UPDATE: Volkswagen Group boss Herbert Diess has reached out to US President Joe Biden via social media to volunteer the company's products for the new initiative.
"Good decision and good timing, [Volkswagen Group] is ready to deliver!" Mr Diess wrote in a tweet to the president.
Dear @POTUS, you want to replace your fleet by #EVs. Good decision and good timing, @VWGroup is ready to deliver! We will start our e-offensive in the US. And by 2022 we will produce our #ID4 also locally in Chattanooga. https://t.co/qmD2eTBeW4— Herbert Diess (@Herbert_Diess) January 26, 2021
"We will start our e-offensive in the US. And by 2022 we will produce our #ID4 also locally in Chattanooga."
Diess joined Twitter last week, and began by poking fun at Tesla CEO Elon Musk.

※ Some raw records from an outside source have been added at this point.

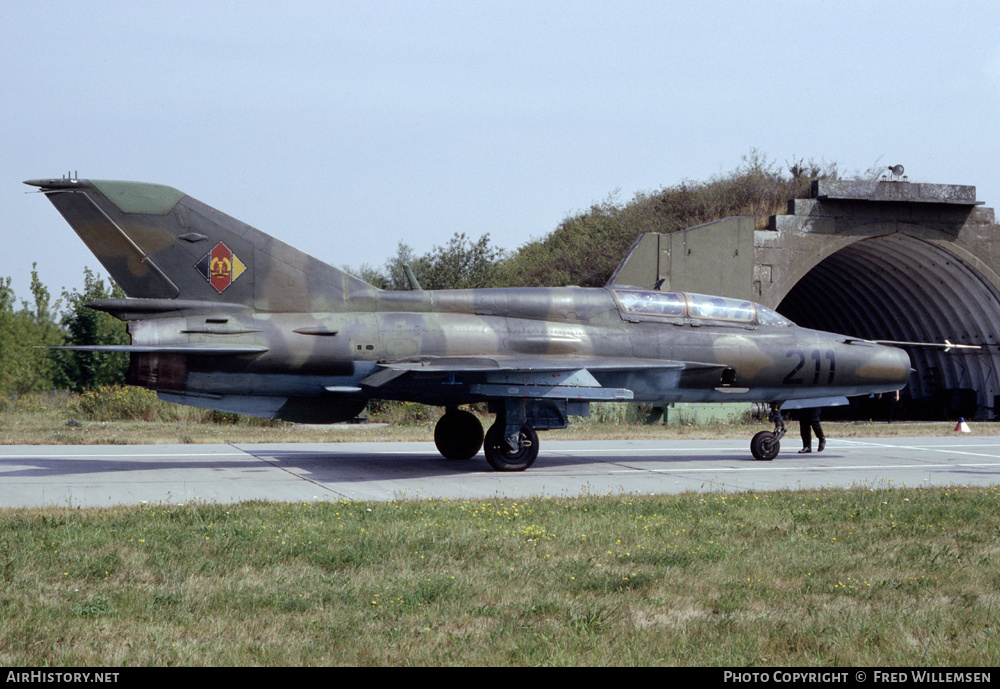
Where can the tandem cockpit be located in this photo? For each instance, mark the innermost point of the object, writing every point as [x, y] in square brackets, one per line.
[640, 304]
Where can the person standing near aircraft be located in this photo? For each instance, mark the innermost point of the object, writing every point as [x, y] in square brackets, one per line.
[808, 423]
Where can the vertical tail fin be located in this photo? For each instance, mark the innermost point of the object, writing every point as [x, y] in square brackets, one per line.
[157, 242]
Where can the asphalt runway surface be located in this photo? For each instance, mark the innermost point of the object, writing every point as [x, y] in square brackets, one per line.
[102, 476]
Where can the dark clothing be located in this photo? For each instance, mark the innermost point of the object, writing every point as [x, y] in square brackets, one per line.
[809, 420]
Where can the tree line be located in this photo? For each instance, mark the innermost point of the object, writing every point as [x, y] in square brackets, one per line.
[584, 249]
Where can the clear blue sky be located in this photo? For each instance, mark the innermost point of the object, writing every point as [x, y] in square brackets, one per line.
[345, 127]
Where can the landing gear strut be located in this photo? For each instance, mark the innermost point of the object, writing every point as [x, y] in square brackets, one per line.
[765, 445]
[458, 434]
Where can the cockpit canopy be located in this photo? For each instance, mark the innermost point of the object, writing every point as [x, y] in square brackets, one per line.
[685, 305]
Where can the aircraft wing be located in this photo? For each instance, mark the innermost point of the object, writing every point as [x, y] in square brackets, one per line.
[574, 378]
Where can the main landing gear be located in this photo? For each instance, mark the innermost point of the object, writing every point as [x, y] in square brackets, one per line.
[765, 445]
[508, 447]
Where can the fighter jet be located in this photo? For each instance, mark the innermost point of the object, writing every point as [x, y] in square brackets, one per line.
[223, 316]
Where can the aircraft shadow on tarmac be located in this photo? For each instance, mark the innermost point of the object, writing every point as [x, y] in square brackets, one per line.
[334, 464]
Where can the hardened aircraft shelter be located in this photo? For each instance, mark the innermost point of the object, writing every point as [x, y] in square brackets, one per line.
[881, 260]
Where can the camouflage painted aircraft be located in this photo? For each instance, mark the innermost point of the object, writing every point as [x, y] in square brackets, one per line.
[223, 316]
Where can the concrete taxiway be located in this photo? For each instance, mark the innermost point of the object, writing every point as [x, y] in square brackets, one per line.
[100, 476]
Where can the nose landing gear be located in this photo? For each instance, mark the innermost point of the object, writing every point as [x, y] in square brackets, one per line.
[764, 446]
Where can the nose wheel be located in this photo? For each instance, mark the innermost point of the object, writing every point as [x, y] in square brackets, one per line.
[513, 453]
[764, 446]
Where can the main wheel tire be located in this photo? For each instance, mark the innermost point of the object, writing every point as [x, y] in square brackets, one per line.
[502, 458]
[458, 435]
[764, 446]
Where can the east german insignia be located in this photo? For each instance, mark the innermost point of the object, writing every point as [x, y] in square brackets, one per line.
[220, 267]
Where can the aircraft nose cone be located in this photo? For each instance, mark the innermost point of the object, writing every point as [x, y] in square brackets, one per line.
[890, 365]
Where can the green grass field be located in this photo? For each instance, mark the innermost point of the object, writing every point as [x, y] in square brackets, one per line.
[857, 578]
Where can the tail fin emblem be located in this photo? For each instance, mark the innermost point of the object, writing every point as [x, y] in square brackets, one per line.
[220, 267]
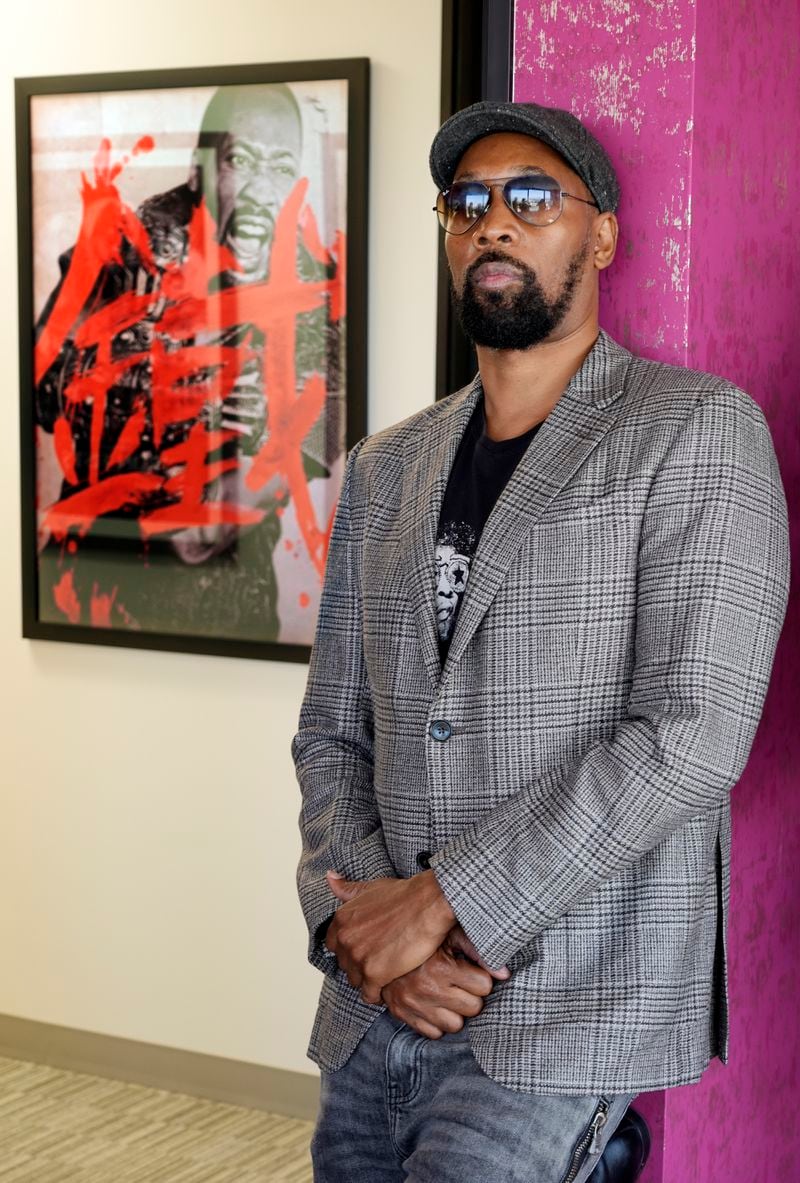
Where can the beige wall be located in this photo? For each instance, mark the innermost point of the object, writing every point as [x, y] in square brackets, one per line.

27 January 2021: Less than a week after his inauguration, US President Joe Biden has announced the entire fleet of the federal government is to be replaced with American-made electric vehicles.
While exact details of the plan have yet to be released, it's expected the transition will take a number of years to complete as US-based car manufacturers continue to roll out battery-powered models.
"The federal government also owns an enormous fleet of vehicles, which we're going to replace with clean electric vehicles made right here in America, by American workers," President Biden said.
Pres. Biden: "The federal government also owns an enormous fleet of vehicles, which we're going to replace with clean electric vehicles made right here in America, by American workers."https://t.co/figJbDMrpt pic.twitter.com/racgwk9VGw— ABC News Live (@ABCNewsLive) January 25, 2021
Biden added the move amounts to "the largest mobilization of public investment in procurement infrastructure and R&D since World War Two."
The US government owns 645,000 cars and trucks within its fleet. Of those, approximately 27 per cent are military vehicles, 35 per cent are run by the postal service, and the remainder civilian vehicles.
Of the 225,000 vehicles operated by the US Postal Service, nearly two thirds are the iconic white box vans, of which the youngest are 27 years old – now three years past their use-by date, according to an April 2020 story by Vox – and average around 23.5 litres per 100 kilometres.